Jeanne Bonner  with her son, Leo, 5, at a spot along the Atlanta Beltline.

Credit: Bob Andres

Credit: Bob Andres

Jeanne Bonner with her son, Leo, 5, at a spot along the Atlanta Beltline.

A reluctant Atlanta transplant says goodbye to a city that became home

“It’s all downhill from here,” my father said.

It was the summer of 1998, and I was sitting in my apartment, not far from the Piazza Santa Croce in Florence, calling my parents in New York to announce I would soon be returning to the States – something my dad had been urging me to do.

Had he really predicted that my life post-Florence would never measure up to this moment? I don’t remember how I replied. I only remember looking around my flat and feeling the push and pull of my two worlds as I watched my neighbor’s laundry flutter over our narrow, cobblestone street.

I’d wound up in Florence because I was an Italian major in college.

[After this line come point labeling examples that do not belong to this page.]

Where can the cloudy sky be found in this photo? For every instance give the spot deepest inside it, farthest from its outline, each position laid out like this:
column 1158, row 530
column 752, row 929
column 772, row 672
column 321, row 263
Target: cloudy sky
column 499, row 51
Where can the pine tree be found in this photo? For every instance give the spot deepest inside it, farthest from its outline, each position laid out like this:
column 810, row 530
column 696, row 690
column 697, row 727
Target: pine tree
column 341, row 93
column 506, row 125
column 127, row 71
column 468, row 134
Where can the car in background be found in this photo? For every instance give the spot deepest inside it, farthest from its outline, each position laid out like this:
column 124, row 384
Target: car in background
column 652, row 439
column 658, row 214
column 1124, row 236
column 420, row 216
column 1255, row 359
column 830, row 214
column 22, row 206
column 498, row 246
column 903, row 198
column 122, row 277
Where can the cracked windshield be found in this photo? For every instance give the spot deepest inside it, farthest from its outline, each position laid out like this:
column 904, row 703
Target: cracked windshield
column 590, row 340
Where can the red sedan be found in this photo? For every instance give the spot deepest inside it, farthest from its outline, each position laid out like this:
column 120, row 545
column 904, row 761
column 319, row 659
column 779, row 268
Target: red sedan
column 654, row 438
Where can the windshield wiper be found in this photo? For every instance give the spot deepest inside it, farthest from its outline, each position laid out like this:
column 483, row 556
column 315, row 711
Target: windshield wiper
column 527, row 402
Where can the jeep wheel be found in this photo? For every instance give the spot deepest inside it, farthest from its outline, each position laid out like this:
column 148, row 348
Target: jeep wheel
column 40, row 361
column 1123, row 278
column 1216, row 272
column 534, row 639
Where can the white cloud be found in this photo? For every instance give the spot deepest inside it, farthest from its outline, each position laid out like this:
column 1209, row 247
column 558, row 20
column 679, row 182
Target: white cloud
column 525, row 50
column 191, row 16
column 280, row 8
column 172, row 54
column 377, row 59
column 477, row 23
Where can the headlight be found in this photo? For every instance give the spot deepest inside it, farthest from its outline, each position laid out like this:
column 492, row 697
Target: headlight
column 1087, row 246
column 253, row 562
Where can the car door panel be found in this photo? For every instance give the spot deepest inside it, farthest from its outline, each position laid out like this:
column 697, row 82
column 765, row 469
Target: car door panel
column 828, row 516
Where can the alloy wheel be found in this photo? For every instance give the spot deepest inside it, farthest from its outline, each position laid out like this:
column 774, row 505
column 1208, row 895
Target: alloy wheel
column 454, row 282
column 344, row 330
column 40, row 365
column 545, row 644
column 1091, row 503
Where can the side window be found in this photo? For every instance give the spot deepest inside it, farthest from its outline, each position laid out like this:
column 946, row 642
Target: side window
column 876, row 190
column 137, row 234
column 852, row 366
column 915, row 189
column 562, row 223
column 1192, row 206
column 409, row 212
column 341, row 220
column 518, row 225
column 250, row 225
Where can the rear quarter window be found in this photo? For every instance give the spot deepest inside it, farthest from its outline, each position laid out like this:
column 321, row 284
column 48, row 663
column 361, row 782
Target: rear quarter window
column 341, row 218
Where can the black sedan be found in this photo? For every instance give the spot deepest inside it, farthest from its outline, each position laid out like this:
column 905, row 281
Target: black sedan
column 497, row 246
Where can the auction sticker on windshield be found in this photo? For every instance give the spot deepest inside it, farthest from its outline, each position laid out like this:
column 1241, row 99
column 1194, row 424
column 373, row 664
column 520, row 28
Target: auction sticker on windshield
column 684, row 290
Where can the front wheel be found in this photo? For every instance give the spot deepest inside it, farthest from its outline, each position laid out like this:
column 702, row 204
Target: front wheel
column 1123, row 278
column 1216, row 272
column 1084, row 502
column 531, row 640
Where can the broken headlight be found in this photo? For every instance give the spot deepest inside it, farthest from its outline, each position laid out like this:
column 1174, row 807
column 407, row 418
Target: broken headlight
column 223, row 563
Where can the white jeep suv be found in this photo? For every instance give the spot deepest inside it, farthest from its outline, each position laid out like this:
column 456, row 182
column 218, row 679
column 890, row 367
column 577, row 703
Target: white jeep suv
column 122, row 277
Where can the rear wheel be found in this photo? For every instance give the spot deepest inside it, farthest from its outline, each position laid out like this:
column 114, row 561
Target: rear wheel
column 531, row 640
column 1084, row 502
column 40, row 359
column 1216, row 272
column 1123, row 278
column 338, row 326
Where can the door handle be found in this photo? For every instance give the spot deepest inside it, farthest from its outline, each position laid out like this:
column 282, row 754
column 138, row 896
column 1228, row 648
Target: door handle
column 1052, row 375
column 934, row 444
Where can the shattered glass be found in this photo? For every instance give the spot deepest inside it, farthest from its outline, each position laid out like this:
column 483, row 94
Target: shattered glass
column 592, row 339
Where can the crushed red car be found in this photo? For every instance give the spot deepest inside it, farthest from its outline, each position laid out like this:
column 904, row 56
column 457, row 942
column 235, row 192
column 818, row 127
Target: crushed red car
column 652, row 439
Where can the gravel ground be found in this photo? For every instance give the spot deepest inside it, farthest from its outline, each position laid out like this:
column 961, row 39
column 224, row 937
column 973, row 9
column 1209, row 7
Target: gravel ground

Lured by the magic of a semester abroad in the Tuscan city of Siena, I was determined to go back and live in Italy. So I took off for the city of Dante right after graduation, living in Florence for several years.

But then I met an American in Italy — a fellow New York stater — and we fell in love. So after a few weeks at home on Long Island with my parents, I flew to Atlanta to join him for his new Stateside work assignment.

Where do you go when you leave the birthplace of the Italian renaissance? Unless it’s New York or Paris or heaven, you’re in a pickle. No place in Atlanta could match my final apartment in Florence, which had been at the top of a medieval tower with a nearly 360-degree view of the city.

But I learned something about myself during that grieving period. To paraphrase the Italian novelist Antonio Tabucchi, we become fused with the places we inhabit. Somehow, often unbeknownst to us, we carry those places around with us. We don’t ever truly leave them because they don’t ever truly leave us.

His idea resonates especially now because this month, I’ll finish packing up a literary hoarder’s worth of books, articles and mementos from my house in Grant Park and I’ll move to Connecticut to be closer to family. And once that’s done, most likely I’ll never return to Atlanta to live.